Welcome, Professor Darryl Wilkinson!

Among the 30 new tenured or tenure-track faculty members that Dartmouth welcomed to the College community this year is Assistant Professor of Religion Darryl Wilkinson. Professor Wilkinson earned his B.A. and M.St. degrees at Oxford, and his Ph.D. at Columbia, and his work focusses on the archaeology of religion in the Indigenous Americas (especially Peru and New Mexico), including both the ancient and colonial periods. His research examines the material culture (e.g., art, iconography, ceramics, and architecture) of Indigenous societies, particularly the Incas, and uses such evidence to better understand their ritual interactions with the wider landscape.   

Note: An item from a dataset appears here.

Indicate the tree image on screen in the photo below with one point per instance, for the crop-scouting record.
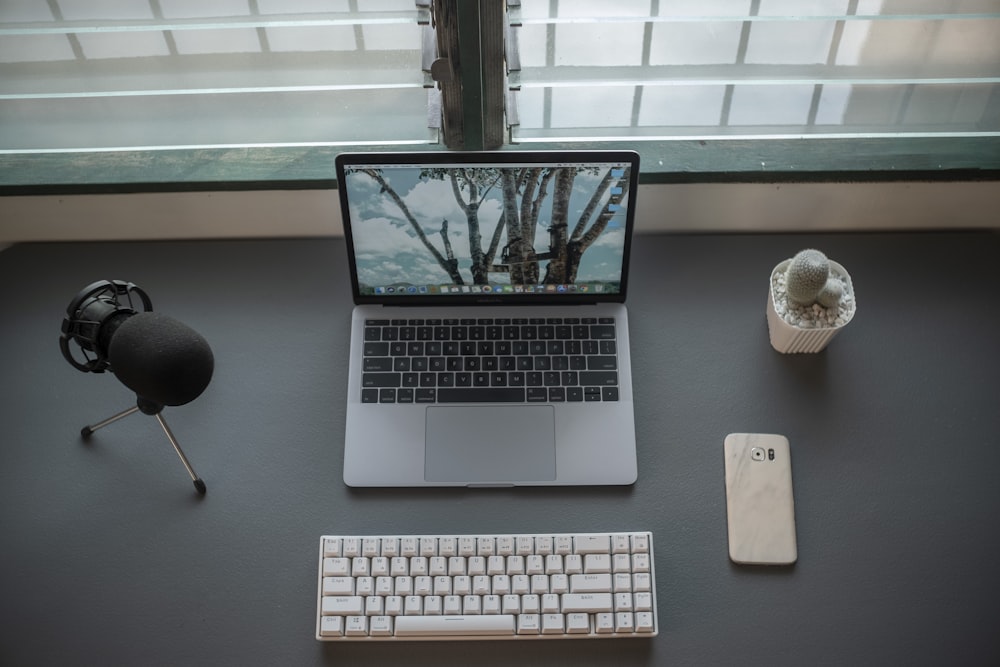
(528, 197)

When asked by the Dartmouth News to comment about curiosity, Prof. Wilkinson said, "Archaeology is a process in which we have to try to understand past worlds from the very limited and partial fragments that survive in the present. When the worlds in question existed thousands of years ago, and contained cultures that thought about things in a very different way from modern people, it becomes an even more challenging process. As an archaeologist, I often find myself faced with patterns in the evidence that people left behind, and puzzling over how to make sense of it all. Unless you are inherently curious about the missing pieces, it is difficult to find that kind of work intellectually engaging. It is a bit like having a jigsaw that will never be complete, and so you constantly find yourself wondering about what sort of pictures could be made by filling in the blank spaces in different ways."

This Winter Term, Prof. Wilkinson has been teaching REL 3.01, Indigenous Religions of the Americas, and in the Spring Term, he'll be teaching REL 1.08, The Religion of Things (at the 10-hour). Welcome, Darryl Wilkinson!